Señoras y señoros: por si no lo saben, les diré que tengo un primo en el paro, información nada relevante habida cuenta de que comparte esta situación con otros cinco millones. Pero les confesaré que lo más preocupante no es el desempleo, sino que este parado mío es enemigo declarado del trabajo: sepan que desde la más tierna infancia consideraba tarea excesiva ir a la escuela o hacer cualquier mandado. Algunos pensaban que se trataba de un trastorno mental, una especie de fobia al trabajo, aunque el abuelo ya entonces dictaminó que el zagal era más gandul que un trillo y que por eso no le gustaba amagar el lomo.

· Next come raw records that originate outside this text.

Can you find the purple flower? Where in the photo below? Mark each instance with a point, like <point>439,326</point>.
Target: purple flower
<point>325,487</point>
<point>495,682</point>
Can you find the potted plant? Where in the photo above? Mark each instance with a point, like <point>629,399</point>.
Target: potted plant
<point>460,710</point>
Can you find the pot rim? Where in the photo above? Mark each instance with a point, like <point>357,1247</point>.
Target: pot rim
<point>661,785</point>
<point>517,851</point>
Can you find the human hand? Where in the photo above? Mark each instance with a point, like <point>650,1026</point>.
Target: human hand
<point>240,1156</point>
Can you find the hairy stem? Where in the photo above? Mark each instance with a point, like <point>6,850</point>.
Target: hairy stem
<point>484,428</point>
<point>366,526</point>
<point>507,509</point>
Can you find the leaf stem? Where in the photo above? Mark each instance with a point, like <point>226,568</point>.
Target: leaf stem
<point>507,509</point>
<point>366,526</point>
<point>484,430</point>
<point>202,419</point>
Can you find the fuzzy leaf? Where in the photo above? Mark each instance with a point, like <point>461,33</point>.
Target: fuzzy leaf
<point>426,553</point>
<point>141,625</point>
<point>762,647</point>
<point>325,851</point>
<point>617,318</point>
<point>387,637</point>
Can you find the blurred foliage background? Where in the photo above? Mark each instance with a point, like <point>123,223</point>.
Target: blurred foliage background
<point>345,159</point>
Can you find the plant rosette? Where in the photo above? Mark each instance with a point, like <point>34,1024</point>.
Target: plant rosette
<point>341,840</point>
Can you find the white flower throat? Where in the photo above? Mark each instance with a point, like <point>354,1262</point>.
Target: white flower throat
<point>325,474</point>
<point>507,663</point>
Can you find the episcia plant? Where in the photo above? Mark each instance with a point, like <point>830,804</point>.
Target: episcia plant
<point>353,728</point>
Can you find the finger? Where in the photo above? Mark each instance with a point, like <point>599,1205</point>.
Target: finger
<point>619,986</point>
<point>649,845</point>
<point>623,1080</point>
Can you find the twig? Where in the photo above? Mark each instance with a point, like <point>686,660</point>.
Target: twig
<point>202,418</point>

Sin embargo, pasados muchos años, aunque fuera por equivocación, tuvo un empleo, que las malas lenguas atribuyen a una estrategia sibilina que no tenía como fin trabajar, sino beneficiarse de la posterior prestación por desempleo. Así, en este dolce far niente del subsidio vivió algunos años, hasta agotar la ayuda de 426 euros y quedarse sin nada, viviendo a la sopa boba.

A tanto ha llegado su gusto por la desocupación, que ahora afirma que no busca trabajo porque, si lo encuentra, perderá su antigüedad como desempleado, con los perjuicios que eso conlleva. Y así está, mano sobre mano, paseando de un lado para otro, mientras censura a los que encuentra trabajando la inutilidad de su esfuerzo, cuando se puede vivir sin hacerlo.

Pero como todo puede ir a peor, o a mejor, según mi primo, resulta que viene oyendo que doña Fátima Báñez y otros arbitristas de la salida de la crisis se afanan en crear nichos de empleo. Y desde entonces, lo veo más ufano, más creído de la verdad de sus razones, pues ya no se trata de soportar ocupaciones fatigosas o trabajos basura, sino de algo mucho peor. Los citados nichos laborales le confirman algo que él ya sospechaba: que el trabajo es un mataero y una muerte, y los que nos ofrecen empleo no son más que nuestros taimados enterradores.

Pensándolo bien, no le falta razón, porque los gurús de la política no paran de inventar términos que encubran la verdad de sus mentiras, sin darse cuenta de que, como en este caso, sus retorcimientos expresivos no arreglan, sino que empeoran, las cosas. O al menos, eso dice mi primo.